You both played in bands before you came together with The Molotovs. Was there a moment when you were younger when you thought, “I would never be in a band with my sibling?” Or did you secretly always want to play together?
Matt: Never, ever, ever imagined we would end up together. It’s just fate. The way the world works. Lock down was horrendous for so many people for so many reasons–I wish it never happened—but something good did happen out of it.
Issey: Aw. We were in bands beforehand, but we were very much doing our separate things. We were on our own music journeys. We never thought those two paths would cross. We have always been close; we have also had friction and fallen out. We never planned for it to happen. It happened very naturally and very quickly. As soon as we were like, this is kinda working, it sounds good. We didn’t think, “Alright let’s start a sibling band now.”
Matt: We didn’t think, “Oh, this will sell.” We never really sat and thought about it and went, “This is starting to take off.” It just happened in a heartbeat, really. That’s what it feels like. Now it’s been a five-year-long slog playing every toilet in the country it seems. I wouldn’t change it for the world.
What does it mean now to be able to play together?
Matt: Whenever me and Issey have our arguments and stuff like that, which is pretty frequent, don’t get me wrong, I mean, not a day goes by where something isn’t argued about. It could be who ate the fucking ham in the fridge, but you know what I mean.
Issey: We were arguing about that earlier today.
Matt: Yeah, you ate all the fucking ham in the fridge!
Issey: Yeah, fine. (laughs)
Matt: It was a full pack this morning! Don’t worry. It’s nice to hear people going on about how cool she is and how nice she is and how great a singer and a bass player. It’s nice to see that. It reminds me that she’s not all that bad. Even if I’ve got to go ham-less. Isn’t that a Shakespeare play? (laughter)

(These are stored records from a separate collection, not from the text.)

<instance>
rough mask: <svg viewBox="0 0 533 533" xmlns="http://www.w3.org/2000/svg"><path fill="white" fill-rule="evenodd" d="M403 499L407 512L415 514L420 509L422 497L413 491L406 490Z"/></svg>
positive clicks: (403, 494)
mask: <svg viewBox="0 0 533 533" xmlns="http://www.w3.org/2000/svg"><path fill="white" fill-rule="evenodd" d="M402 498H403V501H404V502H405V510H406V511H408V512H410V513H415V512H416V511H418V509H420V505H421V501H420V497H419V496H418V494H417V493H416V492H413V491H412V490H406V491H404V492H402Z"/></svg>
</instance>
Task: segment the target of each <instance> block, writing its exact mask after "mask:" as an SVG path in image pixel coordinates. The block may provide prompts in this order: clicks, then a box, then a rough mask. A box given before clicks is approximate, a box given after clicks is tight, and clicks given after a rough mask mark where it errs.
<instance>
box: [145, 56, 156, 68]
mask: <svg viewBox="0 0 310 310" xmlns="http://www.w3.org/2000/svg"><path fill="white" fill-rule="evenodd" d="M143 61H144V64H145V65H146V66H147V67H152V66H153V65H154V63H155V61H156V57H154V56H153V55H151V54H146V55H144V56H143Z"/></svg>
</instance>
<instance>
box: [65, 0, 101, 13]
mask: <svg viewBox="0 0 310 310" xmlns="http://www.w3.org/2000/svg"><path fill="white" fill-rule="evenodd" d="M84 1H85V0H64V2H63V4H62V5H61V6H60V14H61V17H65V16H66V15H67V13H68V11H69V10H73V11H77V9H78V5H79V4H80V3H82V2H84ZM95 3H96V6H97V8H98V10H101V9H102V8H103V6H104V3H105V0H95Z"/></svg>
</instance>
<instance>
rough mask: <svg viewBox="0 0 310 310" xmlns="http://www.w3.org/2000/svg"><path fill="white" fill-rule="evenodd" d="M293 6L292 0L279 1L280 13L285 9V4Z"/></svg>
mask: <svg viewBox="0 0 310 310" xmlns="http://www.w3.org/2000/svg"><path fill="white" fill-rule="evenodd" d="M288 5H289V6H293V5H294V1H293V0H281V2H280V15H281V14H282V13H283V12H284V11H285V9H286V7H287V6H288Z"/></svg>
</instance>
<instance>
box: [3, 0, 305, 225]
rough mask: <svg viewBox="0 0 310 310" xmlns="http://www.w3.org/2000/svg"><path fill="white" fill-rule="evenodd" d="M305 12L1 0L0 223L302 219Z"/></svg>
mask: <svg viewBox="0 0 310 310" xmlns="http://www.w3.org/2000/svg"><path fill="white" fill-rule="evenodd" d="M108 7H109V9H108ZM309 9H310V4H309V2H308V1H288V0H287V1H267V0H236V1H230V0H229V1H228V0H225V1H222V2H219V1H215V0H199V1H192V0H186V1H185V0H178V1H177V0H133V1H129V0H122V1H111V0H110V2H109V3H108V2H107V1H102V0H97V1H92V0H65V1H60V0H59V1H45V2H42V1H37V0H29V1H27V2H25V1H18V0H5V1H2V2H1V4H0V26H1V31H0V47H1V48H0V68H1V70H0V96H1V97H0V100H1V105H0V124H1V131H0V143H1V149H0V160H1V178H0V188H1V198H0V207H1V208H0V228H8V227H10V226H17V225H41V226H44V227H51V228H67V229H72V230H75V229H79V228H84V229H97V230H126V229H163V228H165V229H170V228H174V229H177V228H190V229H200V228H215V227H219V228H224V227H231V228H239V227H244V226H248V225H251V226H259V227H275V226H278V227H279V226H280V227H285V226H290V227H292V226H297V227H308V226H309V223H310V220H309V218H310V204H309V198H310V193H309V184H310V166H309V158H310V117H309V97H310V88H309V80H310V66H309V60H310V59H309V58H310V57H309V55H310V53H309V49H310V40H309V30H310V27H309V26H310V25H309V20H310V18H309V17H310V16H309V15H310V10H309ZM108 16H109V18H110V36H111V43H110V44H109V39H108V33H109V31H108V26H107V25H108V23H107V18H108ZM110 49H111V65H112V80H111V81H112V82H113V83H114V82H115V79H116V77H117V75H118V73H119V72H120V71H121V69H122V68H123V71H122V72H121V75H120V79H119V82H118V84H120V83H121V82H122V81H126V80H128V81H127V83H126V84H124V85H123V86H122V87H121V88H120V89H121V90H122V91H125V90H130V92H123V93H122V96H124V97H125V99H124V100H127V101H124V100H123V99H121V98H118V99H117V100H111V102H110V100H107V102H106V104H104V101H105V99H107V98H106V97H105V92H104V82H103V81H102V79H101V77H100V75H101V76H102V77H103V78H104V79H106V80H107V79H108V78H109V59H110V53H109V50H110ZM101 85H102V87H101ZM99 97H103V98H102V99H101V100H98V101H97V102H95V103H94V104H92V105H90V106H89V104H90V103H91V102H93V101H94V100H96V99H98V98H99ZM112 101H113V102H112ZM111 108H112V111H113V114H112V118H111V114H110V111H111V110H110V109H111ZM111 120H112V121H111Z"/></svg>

Issey: Since we know each other so well and have so many common experiences, it does make it very funny at times, but also, we get into arguments constantly. Always crashing heads. I don’t think we can agree on one thing about the band, ever. It makes it tough in some ways, but you get on stage, and it crystallizes into something great. It feels right. On stage is where everything else just doesn’t matter anymore. That’s where it’s kind of perfect.